Many users of Sina Weibo, the Chinese equivalent of Twitter, disagreed with this technocratic reading of the problem. One netizen from Hebei wrote: “No, no, no. I think the shame is on the government, since there are also problems with milk powder, education and pensions.”
“It is obvious that fake products are rampant in China, and the shame is on the government,” wrote a netizen from Changchun, Jilin Province. “It is more than just flu medicine. There are also skin care products and food. How many products are there that people really feel safe using?”
While Chinese people have little faith in flu medicine made in China, there are other drugs that also seem problematic. In June last year, police in Wuxi, a city in Jiangsu Province, seized two tons of fake drugs worth 3 million yuan (about $456,600) for plastic surgery, reported state mouthpiece Xinhua. The suspects were selling fake Botulinum toxin, skin whitening injections, and counterfeit anesthetics to beauty clinics.

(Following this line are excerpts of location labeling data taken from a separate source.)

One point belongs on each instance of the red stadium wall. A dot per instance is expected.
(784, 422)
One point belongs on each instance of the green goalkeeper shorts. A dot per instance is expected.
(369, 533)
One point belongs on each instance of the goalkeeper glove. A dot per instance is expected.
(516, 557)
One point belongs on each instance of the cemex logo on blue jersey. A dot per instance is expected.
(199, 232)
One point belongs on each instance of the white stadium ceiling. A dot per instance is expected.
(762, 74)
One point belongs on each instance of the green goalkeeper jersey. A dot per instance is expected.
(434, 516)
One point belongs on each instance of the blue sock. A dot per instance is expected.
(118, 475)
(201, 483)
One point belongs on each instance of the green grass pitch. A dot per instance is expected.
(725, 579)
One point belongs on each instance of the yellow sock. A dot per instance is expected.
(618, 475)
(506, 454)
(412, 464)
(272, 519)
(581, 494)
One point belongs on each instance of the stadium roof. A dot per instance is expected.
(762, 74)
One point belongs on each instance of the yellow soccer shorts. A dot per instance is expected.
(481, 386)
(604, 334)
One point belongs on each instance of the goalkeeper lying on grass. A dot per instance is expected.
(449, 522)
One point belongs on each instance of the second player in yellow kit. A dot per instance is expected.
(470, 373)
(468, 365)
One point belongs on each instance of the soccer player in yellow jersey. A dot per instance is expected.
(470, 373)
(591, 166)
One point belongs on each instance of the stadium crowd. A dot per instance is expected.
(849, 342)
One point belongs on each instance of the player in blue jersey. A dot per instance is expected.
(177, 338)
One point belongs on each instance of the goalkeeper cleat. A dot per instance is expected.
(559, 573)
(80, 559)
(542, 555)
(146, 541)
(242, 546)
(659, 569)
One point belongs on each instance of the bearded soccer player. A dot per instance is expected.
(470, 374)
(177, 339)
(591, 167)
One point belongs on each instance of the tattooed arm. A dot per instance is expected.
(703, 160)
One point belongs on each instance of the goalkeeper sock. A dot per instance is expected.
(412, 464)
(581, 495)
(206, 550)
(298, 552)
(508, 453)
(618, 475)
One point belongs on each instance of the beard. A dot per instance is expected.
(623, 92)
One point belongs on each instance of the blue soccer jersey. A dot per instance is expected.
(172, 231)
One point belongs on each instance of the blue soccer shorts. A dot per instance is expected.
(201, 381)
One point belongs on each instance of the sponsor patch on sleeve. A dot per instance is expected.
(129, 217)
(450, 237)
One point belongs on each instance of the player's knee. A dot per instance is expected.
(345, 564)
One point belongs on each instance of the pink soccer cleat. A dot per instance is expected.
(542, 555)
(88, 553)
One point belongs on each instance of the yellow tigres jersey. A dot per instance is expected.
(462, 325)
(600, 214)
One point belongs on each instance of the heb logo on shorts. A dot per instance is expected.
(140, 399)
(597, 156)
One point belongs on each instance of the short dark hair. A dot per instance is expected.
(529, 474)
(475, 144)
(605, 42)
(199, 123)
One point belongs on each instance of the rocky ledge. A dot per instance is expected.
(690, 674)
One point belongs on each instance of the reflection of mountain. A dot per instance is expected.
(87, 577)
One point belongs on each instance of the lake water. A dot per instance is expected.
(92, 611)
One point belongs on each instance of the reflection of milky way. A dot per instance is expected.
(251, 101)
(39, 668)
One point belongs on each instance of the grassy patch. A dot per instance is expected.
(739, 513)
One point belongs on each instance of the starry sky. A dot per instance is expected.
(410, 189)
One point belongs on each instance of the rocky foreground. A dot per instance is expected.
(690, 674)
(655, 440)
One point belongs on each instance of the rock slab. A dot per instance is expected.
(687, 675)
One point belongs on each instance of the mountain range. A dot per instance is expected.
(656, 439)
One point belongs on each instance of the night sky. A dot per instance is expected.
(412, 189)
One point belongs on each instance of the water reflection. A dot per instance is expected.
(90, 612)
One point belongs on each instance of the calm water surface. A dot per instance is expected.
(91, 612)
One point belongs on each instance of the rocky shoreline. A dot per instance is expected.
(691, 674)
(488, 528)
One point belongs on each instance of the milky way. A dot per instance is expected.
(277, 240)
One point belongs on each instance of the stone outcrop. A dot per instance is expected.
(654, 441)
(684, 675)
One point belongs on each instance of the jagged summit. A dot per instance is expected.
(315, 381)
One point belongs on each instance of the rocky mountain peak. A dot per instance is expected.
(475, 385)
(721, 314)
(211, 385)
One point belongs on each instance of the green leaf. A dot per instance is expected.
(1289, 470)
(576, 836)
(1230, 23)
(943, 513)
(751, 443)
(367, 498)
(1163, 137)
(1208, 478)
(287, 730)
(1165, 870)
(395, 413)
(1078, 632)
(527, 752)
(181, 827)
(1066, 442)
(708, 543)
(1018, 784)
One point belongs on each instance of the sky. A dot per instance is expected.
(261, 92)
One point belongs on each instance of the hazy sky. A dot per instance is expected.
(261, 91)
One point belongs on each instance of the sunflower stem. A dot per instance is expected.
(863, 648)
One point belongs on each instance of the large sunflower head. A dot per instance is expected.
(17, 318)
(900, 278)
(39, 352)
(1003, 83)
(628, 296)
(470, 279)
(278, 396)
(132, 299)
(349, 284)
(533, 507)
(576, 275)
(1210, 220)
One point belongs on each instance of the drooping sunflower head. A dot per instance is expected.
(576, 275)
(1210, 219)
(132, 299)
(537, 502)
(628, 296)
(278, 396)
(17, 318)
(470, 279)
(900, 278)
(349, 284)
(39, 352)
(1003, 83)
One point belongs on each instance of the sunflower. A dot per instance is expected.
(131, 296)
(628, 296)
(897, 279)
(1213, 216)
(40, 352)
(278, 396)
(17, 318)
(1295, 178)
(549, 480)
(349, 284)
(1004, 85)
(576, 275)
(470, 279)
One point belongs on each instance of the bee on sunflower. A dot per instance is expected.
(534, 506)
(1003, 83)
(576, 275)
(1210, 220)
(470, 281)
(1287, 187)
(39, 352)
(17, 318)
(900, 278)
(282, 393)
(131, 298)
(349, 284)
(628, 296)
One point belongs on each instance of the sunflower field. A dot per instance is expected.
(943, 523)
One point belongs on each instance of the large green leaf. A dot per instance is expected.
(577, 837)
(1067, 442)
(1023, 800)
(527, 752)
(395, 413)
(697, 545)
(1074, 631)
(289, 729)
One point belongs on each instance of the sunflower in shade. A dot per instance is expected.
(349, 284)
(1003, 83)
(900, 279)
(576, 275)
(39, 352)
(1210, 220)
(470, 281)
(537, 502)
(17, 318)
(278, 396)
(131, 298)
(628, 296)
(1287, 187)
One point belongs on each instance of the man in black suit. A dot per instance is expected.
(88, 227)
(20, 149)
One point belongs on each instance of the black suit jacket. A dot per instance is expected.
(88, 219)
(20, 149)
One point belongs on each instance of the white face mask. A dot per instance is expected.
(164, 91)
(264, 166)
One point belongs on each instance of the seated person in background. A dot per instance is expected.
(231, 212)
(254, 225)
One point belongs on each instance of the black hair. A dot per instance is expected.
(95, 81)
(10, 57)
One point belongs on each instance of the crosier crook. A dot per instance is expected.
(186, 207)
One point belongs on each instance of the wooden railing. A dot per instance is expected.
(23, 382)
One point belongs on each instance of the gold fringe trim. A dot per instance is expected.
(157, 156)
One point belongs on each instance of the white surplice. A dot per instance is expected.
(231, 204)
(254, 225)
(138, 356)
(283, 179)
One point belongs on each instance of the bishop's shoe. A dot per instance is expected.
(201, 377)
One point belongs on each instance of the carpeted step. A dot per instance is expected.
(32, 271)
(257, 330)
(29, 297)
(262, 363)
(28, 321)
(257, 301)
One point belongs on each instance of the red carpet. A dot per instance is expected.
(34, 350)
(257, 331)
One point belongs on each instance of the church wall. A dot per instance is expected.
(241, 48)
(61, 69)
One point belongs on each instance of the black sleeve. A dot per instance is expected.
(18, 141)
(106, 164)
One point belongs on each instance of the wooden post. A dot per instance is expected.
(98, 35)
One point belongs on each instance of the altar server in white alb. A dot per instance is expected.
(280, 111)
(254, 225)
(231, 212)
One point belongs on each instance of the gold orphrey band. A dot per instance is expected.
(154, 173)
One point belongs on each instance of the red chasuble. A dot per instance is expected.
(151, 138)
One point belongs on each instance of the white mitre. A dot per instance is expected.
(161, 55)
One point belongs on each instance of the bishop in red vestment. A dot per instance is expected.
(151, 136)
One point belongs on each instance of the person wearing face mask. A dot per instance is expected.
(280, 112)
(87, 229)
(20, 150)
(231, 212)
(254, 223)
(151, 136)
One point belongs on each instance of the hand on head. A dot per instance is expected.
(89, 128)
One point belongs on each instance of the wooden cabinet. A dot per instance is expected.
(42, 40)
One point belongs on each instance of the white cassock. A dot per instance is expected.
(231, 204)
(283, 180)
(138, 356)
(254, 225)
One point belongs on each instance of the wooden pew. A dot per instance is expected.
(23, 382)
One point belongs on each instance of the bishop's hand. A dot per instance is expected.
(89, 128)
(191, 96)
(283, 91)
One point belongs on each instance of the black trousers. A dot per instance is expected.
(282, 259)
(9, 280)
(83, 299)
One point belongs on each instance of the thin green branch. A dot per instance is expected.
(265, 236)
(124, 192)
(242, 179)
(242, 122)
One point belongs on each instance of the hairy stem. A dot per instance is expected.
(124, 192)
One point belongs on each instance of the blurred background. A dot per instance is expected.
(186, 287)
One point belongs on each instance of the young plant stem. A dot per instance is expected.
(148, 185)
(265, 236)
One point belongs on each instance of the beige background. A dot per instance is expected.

In September last year, police in Guangzhou, the capital of Guangdong Province, seized 1.54 million fake sexual-dysfunction drugs, 3.52 million empty capsules and capsules without any identification mark, and 2,830 tablets of Amoxicillin, a kind of penicillin, reported Hong Kong media Oriental Net.
Even suicide capsules in China have turned out to be fakes. Wang Kai and his father rushed to the hospital in Zhenjiang, a city in Jiangsu Province, after Wang took nine pills of potassium cyanide in an attempt to commit suicide recently, reported Xinhua on Jan. 14, 2016. Potassium cyanide is extremely toxic and a small amount can kill.
But Wang survived, and was eventually released from the hospital: the suicide pills he purchased online were fake.